Antwort auf: Überforderung

Diese Gleichzeitigkeit erlebe ich ganz genauso. Es gibt meiner Meinung nach 2 Unterschiede zwischen Zwillings-Mamas und "2 unter 2"-Mamas: 1. Den Zeitpunkt der Überforderung durch die Gleichzeitigkeit (bei Zwillingsmamas sofort, bei "2u2"-Mamas erst nach der Geburt des 2. Kindes) 2. Den Entwicklungsstand der Kinder (bei Zwillingen gleich oder zumindest ähnlich, bei 2u2 sehr verschieden, was nochmal ganz andere Herausforderungen mit sich bringt) Ich kann die Überforderung und Erschöpfung auf jeden Fall sehr, sehr gut nachempfinden. 2 Kinder sind immer eines mehr als Mama oder Papa, egal ob Zwillinge oder Baby und sehr junges Kleinkind, auch ich habe nur 2 Hände.

von Baghira222 am 26.06.2023, 21:03



Antwort auf: Überforderung

Hallo, ich habe auch Zwillingsjungs in dem Alter. Und ich habe einige Bekannte mit 2 Kindern.

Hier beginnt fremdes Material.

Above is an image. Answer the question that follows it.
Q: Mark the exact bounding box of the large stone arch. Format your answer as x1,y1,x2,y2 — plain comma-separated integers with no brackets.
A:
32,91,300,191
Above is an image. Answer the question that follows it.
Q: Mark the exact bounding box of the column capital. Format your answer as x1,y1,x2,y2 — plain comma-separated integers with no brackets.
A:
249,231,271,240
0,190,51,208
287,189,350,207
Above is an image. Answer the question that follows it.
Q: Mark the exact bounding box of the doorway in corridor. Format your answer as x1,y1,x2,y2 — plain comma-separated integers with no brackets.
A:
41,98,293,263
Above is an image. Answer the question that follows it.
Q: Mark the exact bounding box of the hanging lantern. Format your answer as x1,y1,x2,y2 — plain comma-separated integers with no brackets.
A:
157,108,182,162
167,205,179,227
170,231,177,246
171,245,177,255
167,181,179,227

Und ich kann folgendes sagen: Ich glaube, dass jede Mutter oft verzweifelt ist und überfordert. Das geht ja Müttern mit einem Kind sogar oft schon so! Wenn dann noch ein Geschwisterchen dazu kommt, ist das Chaos oft perfekt. Das erlebe ich im Freundeskreis immer wieder. Als Mehrlingsmama ist man allerdings in einem anderen Dilemma: Egal, was du tust, du hast immer, aber auch wirklich immer, eine Hand zu wenig. Von Anfang an. Du müsstest dich eigentlich zerreißen und es zerreißt dich aber innerlich: Wenn 2 Babys gleichzeitig Hunger haben, ich habe gleichzeitig gestillt, es war aber häufig ein Desaster,  weil einer geruckelt hat und dadurch ist der andere von der Brust gefallen,  so dass beide geschrien haben. Ein Baby möchte auf den Arm, das andere auch. Für welches entscheidest du dich? Beide Kinder weinen und wollen getröstet werden. Für welches Kind entscheidest du dich? Beide Kinder haben Hunger und wollen gefüttert werden. Nacheinander geht beiden zu langsam, es war immer ein riesen Theater! Wer von den 2en soll denn warten? Wer bekommt zuerst? Gleichzeitig füttern, also Paralellfüttern, ging ihnen aber nicht schnell genug! Auch beim Stillen nachts: Alle 2 Stunden hatte irgendjemand Hunger. Nun laufen die Zwerge schon seit Monaten. Wir sind auf dem Spielplatz.  Beide rennen in unterschiedliche Richtungen. Wem rennst du hinterher? Und was mir immernoch sehr zu schaffen macht: Du kannst zu keinem der Kinder so eine Nähe aufbauen wie zu einem bzw 2 "Einzelkindern". Du hast nie Zeit intensiv zu kuscheln, weil eben einer keine Lust hat auf Kuscheln oder nicht ruhig liegen bleibt... Du hast nie die Möglichkeit gehabt, die Babys intensiv zu tragen. Du musstest immer ablegen und den nächsten nehmen! Du konntest noch nie einem die volle Aufmerksamkeit schenken,  immer "stört" der andere. Von Anfang an. Und das macht Schuldgefühle. An jedem Tag. In jeder Situation.  Jede Mutter gibt ihr bestes. Und Muttersein ist immer schwierig. Für mich ist es der schwierigste Job der Welt! Und 2 Mäuse auf einmal bedeutet oft in der Schwangerschaft schon doppelter Stress. Zumindest war es bei mir so. Und ich finde es furchtbar,  dass das Muttersein in unserer Gesellschaft so wenig honoriert wird und es selbst unter Müttern eine Art Wettkampf gibt. 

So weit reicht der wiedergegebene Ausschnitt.